# New Job for my awesome EOS-M



## surapon (May 4, 2014)

Dear Friends.
Yesterday, I have the new duty for my EOS-M with Canon EF 85 mm. F/ 1.2 L MK II to shoot the Portrait Photos with total Background Blur = Yes, IT WORKS beautifully.
Yes, So many People come to as me about this fantastic Tiny EOS-M with a big Lens
Enjoy.
Surapon


----------



## mb66energy (May 5, 2014)

surapon said:


> [...]
> 
> Yes, So many People come to as me about this fantastic Tiny EOS-M with a big Lens
> Enjoy.
> Surapon



The EOS M is not far away from an intelligent lens cap which can stay on the lens to be alway ready to "shoot that lens" ...
so the EOS M has solved the problem to integrate a second body into smaller backpacks: It nicely fits into lens compartments with the lens attached!


----------



## surapon (May 5, 2014)

mb66energy said:


> surapon said:
> 
> 
> > [...]
> ...



WOW, Dear Friend mb66energy.
I love your WORDS " The EOS M is not far away from an intelligent lens cap which can stay on the lens to be alway ready to "shoot that lens" ..."----Yes, You are 200% Right-----The Quality of the Photos are from the Lenses that we use with This Tiny Intelligent baby/ Lens Cap, Compare to the size of 600 mm Canon Lens.
Have a great work week , Sir.
Surapon 

PS, Yes, The Same thing happen to If some one Put the Cheap Kit Lens to Canon 1Dx---That Cheap Lens will use as body cap, not let the dust get in to the sensor----Ha, Ha, Ha.


----------



## Busted Knuckles (May 16, 2014)

GREAT!!! for both posters.


----------



## surapon (May 17, 2014)

Busted Knuckles said:


> GREAT!!! for both posters.



Thank you, Sir, Dear Friend Busted Knuckles .
Have a great week end.
Surapon


----------



## archiea (Jun 1, 2014)

Surapon,

You should see all the people curious about my little eos M with the giant lens AND the giant 600 speedlite on top!

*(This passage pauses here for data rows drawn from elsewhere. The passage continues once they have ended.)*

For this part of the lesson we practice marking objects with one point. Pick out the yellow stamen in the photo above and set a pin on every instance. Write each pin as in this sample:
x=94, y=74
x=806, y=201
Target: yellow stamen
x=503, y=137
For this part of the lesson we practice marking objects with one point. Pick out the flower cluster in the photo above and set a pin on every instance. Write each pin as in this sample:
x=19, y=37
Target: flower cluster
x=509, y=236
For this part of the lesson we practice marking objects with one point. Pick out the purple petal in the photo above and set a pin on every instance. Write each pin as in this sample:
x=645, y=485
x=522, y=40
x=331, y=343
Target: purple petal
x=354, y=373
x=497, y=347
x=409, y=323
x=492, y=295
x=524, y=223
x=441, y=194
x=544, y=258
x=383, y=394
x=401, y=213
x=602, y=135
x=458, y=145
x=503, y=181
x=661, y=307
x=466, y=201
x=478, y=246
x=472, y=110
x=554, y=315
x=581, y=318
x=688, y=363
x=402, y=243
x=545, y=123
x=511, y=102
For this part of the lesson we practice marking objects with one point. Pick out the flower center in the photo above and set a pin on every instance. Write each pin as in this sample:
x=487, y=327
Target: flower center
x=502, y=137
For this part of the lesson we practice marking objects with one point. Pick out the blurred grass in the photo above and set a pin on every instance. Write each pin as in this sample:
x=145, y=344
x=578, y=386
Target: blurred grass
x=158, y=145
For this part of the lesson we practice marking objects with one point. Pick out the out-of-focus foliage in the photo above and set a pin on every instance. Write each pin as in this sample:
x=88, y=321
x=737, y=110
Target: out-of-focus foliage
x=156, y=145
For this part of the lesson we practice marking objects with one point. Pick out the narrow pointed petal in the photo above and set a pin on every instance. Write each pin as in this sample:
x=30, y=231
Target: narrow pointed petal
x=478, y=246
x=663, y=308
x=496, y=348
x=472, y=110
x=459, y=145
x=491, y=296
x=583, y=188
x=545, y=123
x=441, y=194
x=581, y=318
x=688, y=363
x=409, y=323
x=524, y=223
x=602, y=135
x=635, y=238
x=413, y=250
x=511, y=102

Thanks for sharing. You give me courage to go out there with the M as a second body...

"Intellegent lens cap", LOL!


----------



## surapon (Jun 1, 2014)

archiea said:


> Surapon,
> 
> You should see all the people curious about my little eos M with the giant lens AND the giant 600 speedlite on top!
> 
> ...




Dear friend archiea
One of our dear friend in This CR say that " The best Camera in this world is in our hand"---And He is right on the target.
Yes, My Dear EOS-M is in my bellt belt 85% of my every days duty/ Hobby.
Have a great Sunday.
Surapon


----------